Capstone Spring 2026

Team Contributions

MOSH is a social platform designed to enhance the concert experience. You can create or join groups, meet up before a show, and experience the energy of live music together with your new crew. Turn every concert into a social experience - find your show, find your people, and FIND YOUR MOSH!

MOSH was built by Carter Albers, Cooper Jones, and Mia Paulson as our Capstone project for the B.S. Creative Technology and Design program at the ATLAS Institute, University of Colorado Boulder in Spring 2026.

Visit MOSH

Carter Albers - Lead Front-End Developer

Carter built the React application from the ground up, taking it from unstyled component scaffolding all the way through a production-ready UI.

CA

Specific contributions

React, routing, UI implementation, usability testing

  • Built and iterated React pages and routing across the app, including profile, edit profile, settings, other-user profile, friends list, and My Events routing updates.
  • Implemented frontend interaction updates from testing feedback, including cleaner phone spacing and navigation flow fixes.
  • Integrated high-fidelity Figma direction into the React UI and completed major visual transfer work from prototype to production pages.
  • Added feature pages and UI states such as group chat access from group pages, placeholder “coming soon” views, and safety/connection sections.
  • Collaborated on usability testing and translated findings into page-level updates for clarity and flow.
  • Reworked the MOSH logo in code/animation form for use in the live app and media outputs.

Cooper Jones - Lead Back-End Developer

Cooper built the technical foundation of MOSH, from the data schema and API integrations to real-time features, search, auth, and deployment.

CJ

Specific contributions

Convex, Ticketmaster API, Clerk auth, search, deployment

  • Set up the app foundation with Next.js, Convex, and Clerk, then expanded backend data types and functions as features were added.
  • Designed and implemented the core Convex schema and create/update workflows for users and artists, including Clerk-to-database syncing.
  • Built event and artist import workflows from API sources and continued extending query coverage (search, events by genre, artist lookup, and profile data).
  • Resolved major authentication and privacy issues so protected pages and message threads correctly gate access.
  • Implemented onboarding flow support, login handling, user profile picture support, and additional admin/group-management backend capabilities.
  • Refactored data access patterns to pull directly from API-backed sources and improved loading states/placeholders across flows.
  • Launched the production deployment at mosh-social.com and supported late-stage bug fixing before Expo.

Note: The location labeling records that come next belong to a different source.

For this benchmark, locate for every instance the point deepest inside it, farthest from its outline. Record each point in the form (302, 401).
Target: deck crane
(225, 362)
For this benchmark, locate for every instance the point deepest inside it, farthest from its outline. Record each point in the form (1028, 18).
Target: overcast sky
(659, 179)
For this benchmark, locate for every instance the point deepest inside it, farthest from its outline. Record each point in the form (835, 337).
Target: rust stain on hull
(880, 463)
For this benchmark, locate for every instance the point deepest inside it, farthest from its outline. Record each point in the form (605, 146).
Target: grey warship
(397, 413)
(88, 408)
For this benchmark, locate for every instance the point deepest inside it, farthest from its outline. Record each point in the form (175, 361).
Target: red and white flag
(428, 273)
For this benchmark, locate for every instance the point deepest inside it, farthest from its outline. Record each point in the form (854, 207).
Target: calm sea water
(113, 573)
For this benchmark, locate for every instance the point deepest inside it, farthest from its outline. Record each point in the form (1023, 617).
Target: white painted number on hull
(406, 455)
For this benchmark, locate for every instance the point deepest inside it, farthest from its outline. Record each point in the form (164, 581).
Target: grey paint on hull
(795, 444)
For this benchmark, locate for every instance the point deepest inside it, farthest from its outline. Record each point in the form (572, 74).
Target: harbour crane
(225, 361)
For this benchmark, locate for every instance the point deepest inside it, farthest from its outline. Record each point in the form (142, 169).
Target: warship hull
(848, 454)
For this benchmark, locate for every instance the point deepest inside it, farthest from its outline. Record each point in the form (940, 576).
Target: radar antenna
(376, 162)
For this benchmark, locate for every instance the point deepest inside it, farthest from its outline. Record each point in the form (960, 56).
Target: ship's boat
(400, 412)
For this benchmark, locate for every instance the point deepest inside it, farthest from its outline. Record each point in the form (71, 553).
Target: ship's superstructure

Mia Paulson - Lead UX Designer

Mia defined the look, feel, and structure of MOSH from the earliest wireframes through the final visual system used in production.

MP

Specific contributions

Wireframes, brand identity, Figma prototypes, user research

  • Created and iterated low- and high-fidelity Figma wireframes/prototypes, including full user-flow updates after mentor and usability feedback.
  • Led branding work through moodboards, color-system decisions, typography/logo direction, and refinement of MOSH visual identity.
  • Finalized the style guide (colors, logo usage/padding, and font rules) and updated the hi-fi prototype to match the finalized system.
  • Led user research deliverables including surveys, usability interviews, personas, and experience-map artifacts used for iteration decisions.
  • Contributed to frontend polish in React/CSS, including UI consistency adjustments and request-flow wording/button refinements.
  • Created media and launch assets for expo and deployment, including static screenshots/renders and app icons for home screen/browser tab.
  • Wrote and recorded presentation/video materials for the final project walkthrough.

Every feature in the final product required all three of us. Mia's wireframes gave Carter a layout to build before designs were ready and gave Cooper a field list to plan the schema around. Cooper's backend functions gave Carter concrete data to wire into components. Carter's React prototypes showed Mia where the Figma designs needed adjustment before they were finalized. The roles were distinct but the work was shared.